- A 3ª turma do Tribunal Superior do Trabalho manteve a condenação da Toyota ao pagamento de R$ 238 mil por danos morais a um líder de equipe que sofreu assédio moral de um subordinado, em São Bernardo do Campo, SP.
- A decisão aponta que a empresa tinha conhecimento das agressões, mas não adotou medidas eficazes para impedir a continuidade da conduta, que desencadeou depressão grave no trabalhador.
- O líder atuava há vinte anos na montadora; os episódios começaram a intensificar em 2014, quando passou a chefiar a equipe de melhoramento da fábrica.
- Testemunhas relataram xenofobia e preconceito contra nordestinos e pessoas negras, com relatos de ofensas como chamar o chefe de “rato” e afirmar que nordestino não estaria preparado para ser chefe.
- O tribunal manteve a condenação por maioria, com o ministro Maurício Godinho Delgado destacando a inércia da empresa e a transferência do líder para outro setor, enquanto o agressor permaneceu na empresa; ficou vencido o voto do relator, ministro Alberto Bastos Balazeiro, que sugeria reduzir a indenização para R$ 130 mil.
A 3ª turma do TST manteve a condenação da Toyota ao pagamento de 238 mil reais por danos morais a um líder de equipe que sofreu assédio moral por um subordinado. A decisão ocorreu em julgamento realizado no Superior Tribunal do Trabalho. A empresa foi considerada ciente das agressões, mas não adotou medidas eficazes para cessá-las. O quadro resultou em depressão grave no trabalhador.

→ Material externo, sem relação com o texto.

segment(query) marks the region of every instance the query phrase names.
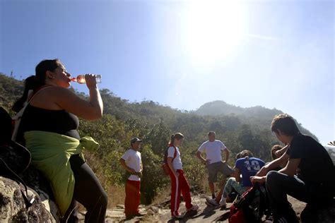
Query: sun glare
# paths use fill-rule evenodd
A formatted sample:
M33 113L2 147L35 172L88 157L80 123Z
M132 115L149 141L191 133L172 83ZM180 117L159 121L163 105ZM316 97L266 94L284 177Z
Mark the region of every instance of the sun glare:
M238 1L192 1L184 15L185 50L195 63L213 63L229 56L243 35Z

O empregado atuou por 20 anos na montadora e passou a enfrentar ataques no setor de melhoramento da fábrica de São Bernardo do Campo, a partir de 2014. Segundo a ação, o técnico em química subordinado recusava-se a reconhecer a autoridade do líder e o humilhava com frequência.
A perícia apontou nexo entre as ofensas e a depressão grave com sintomas psicóticos. Testemunhas relataram xenofobia por parte do agressor, que segundo depoimentos não aceitava o chefe e fez referências a nordestinos e pessoas negras. O trabalhador apresentou 15 reclamações à empresa ao longo de dois anos sem solução.
Decisão do TST e principais argumentos
Para o tribunal, a empresa permaneceu inerte diante do assédio, da xenofobia e do agravamento da saúde do empregado. Após transferir o líder para outro setor, a Toyota dispensou o trabalhador e manteve o agressor no quadro.
O voto que manteve a indenização foi maioria na turma. O ministro Mauricio Godinho Delgado destacou a omissão da empresa diante de condutas agressivas. O relator, Alberto Bastos Balazeiro, defendia redução do valor para 130 mil reais, argumento contestado pela maioria.